L’enpapi,L’Ente di previdenza e assistenza della professione infermieristica non ci sta e attacca: “Questa normativa non può essere un passo in avanti in quanto è anticostituzionale e scavalca ogni norma attuale, determinando un vuoto legislativo“.
Il nuovo percorso di “Formazione complementare in assistenza sanitaria dell’operatore socio-sanitario” avviato in Veneto torna a essere oggetto del contendere. Come già fatto un anno fa, quando la Regione governata da Luca Zaia tentò di ridefinire l’attività della figura dell’oss con formazione complementare, l’Enpapi ha deciso di proporre ricorso al Tar Veneto contro la relativa delibera (n. 650 del 1° giugno 2022).


“Non è ammissibile – si legge nel ricorso – che la medesima attività, rientrante nelle competenze esclusive della professione infermieristica, se esercitata da un oss in una Regione sia perseguita penalmente e, diversamente, in un’altra (i.e. il Veneto) sia ritenuta legittima“.

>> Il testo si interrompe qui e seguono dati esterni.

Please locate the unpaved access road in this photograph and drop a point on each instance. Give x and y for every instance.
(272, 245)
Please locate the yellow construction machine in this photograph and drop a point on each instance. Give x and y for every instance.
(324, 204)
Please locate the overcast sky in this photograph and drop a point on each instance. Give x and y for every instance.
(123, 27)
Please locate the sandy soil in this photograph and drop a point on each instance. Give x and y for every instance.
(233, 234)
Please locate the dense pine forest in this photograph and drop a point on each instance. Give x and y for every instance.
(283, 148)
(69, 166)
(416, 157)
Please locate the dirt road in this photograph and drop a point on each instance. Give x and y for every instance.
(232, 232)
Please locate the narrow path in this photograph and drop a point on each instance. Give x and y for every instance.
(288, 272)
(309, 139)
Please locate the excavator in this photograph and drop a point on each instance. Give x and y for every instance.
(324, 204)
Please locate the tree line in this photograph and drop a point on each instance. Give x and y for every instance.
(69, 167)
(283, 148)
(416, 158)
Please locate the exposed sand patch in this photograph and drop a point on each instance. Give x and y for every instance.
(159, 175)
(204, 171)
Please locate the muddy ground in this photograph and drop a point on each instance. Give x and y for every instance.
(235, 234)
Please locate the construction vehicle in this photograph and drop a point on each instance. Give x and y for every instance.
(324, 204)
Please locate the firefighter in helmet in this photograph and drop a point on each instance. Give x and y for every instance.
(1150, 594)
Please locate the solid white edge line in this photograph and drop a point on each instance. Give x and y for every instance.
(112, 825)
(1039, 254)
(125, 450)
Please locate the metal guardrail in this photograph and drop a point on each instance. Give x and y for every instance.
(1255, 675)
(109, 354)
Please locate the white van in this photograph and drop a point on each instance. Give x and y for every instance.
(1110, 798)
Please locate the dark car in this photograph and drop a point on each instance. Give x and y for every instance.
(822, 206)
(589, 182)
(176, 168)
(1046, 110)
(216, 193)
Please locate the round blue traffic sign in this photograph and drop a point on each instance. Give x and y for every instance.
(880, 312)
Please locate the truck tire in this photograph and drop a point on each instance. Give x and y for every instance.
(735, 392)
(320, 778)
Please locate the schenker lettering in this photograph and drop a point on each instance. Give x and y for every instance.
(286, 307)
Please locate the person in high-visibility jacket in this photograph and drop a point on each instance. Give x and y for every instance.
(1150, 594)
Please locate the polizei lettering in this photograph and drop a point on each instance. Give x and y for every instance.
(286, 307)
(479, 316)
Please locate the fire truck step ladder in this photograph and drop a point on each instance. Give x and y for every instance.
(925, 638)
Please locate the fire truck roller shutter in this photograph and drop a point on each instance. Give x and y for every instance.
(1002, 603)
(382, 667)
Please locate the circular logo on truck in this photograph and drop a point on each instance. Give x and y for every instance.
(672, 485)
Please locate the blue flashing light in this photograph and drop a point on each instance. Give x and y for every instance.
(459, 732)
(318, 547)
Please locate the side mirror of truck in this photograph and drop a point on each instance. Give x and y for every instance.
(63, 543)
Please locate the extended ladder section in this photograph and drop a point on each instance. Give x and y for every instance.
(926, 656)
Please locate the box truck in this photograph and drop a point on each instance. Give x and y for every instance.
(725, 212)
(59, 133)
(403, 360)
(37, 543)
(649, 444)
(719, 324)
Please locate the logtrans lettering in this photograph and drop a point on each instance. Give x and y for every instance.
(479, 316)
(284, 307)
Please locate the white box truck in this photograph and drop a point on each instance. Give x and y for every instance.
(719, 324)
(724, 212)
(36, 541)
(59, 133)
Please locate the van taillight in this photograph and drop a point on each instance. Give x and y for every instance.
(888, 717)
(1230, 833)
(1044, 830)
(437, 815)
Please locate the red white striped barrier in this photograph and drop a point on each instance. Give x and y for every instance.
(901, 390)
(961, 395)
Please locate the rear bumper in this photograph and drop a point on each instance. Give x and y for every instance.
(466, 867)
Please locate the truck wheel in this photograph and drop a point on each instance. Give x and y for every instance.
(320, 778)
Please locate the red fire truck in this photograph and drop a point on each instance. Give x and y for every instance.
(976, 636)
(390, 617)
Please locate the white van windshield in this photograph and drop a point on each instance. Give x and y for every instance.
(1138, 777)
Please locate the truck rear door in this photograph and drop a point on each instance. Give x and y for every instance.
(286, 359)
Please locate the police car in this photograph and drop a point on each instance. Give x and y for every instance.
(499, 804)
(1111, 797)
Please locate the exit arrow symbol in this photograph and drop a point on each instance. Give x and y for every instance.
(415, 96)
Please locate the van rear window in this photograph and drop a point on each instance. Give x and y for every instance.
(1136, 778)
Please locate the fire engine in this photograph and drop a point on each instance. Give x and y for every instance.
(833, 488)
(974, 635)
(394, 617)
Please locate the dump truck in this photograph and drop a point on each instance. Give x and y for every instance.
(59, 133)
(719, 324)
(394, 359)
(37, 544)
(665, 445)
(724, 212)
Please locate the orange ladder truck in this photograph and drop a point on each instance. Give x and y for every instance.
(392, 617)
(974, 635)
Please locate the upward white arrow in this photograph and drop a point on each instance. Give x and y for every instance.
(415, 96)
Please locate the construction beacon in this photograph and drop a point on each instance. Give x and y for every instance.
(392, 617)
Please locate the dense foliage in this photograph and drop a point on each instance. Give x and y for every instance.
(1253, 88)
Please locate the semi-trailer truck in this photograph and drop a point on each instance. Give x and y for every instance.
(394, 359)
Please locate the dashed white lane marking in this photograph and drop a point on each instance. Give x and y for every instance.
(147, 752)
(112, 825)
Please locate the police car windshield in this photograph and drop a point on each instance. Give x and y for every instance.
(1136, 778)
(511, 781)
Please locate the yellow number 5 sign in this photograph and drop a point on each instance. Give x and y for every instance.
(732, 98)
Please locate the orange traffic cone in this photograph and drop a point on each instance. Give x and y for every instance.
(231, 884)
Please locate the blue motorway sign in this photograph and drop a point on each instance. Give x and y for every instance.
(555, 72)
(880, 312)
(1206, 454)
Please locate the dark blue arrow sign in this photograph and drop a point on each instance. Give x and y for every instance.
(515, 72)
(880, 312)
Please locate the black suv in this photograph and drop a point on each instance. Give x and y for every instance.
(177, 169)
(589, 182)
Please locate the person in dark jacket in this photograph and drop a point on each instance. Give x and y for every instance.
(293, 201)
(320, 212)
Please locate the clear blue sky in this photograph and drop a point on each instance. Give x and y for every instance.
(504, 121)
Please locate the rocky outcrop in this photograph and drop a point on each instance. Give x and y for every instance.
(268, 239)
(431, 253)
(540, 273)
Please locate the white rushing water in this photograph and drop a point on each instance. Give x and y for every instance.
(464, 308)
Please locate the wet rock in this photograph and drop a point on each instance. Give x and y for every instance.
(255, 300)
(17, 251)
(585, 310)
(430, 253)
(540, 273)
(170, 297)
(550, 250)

L’Ente di previdenza e assistenza della professione infermieristica va dunque all’attacco: “Con la delibera n. 650 del 1° giugno 2022 si è sostanzialmente creato un titolo, spendibile nelle varie e diversificate strutture assistenziali/sanitarie dislocate sul territorio regionale, che identifica e abilita all’esercizio dell’inedita figura professionale degli ‘operatori socio-sanitari con competenze di ambito infermieristico. Orbene, la delibera è illegittima e lesiva della posizione giuridica di Enpapi e dei professionisti a esso iscritti”.
E ancora: “Il provvedimento della Regione Veneto, attraverso il trasferimento agli oss di compiti a oggi riservati agli infermieri, esclude la necessità per le strutture coinvolte di rivolgersi al mercato – e quindi agli iscritti a Enpapi – per assicurarsi una serie di prestazioni che non sono in grado di coprire con il solo personale infermieristico già in organico. Gli infermieri liberi professionisti vengono così sostanzialmente privati di una serie di incarichi che legittimamente si attendevano e che verrebbero assicurati dagli oss-FC, già dipendenti delle medesime strutture, cui verrebbero semplicemente implementate le mansioni. Il tutto con inevitabili ripercussioni in termini di contrazione del potenziale fatturato prodotto dagli infermieri liberi professionisti e, quindi, delle risorse economiche da questi destinate alla previdenza, data la connessione esistente tra contributi e fatturato, e di cui l’Ente ricorrente può quindi disporre ai propri fini

“Tutto cio, secondo l’Enpapi, legittima un ricorso al Tribunale amministrativo regionale. Anche perché “la lesione dell’interesse collettivo non è potenziale e futura, ma attuale e immediata, verificandosi come immediata e diretta conseguenza dell’introduzione nell’ordinamento di una prescrizione che, in maniera generale e astratta, arreca un vulnus agli interessi indifferenziati, e quindi omogenei, della categoria”.

Si legge nel ricorso: “Abilitare l’oss ad attività supplementari, di per sé, non risolve la problematica della carenza di infermieri. Inoltre si prospetta un livello di autonomia dell’oss nei confronti delle persone assistite, pericolosa per l’utente come per lo stesso operatore, data altresì l’assenza di un chiaro regime di responsabilità, che lo espone addirittura a conseguenze di rilievo penale. Questa normativa non può essere un passo in avanti in quanto è anticostituzionale e scavalca ogni norma attuale, determinando un vuoto legislativo“.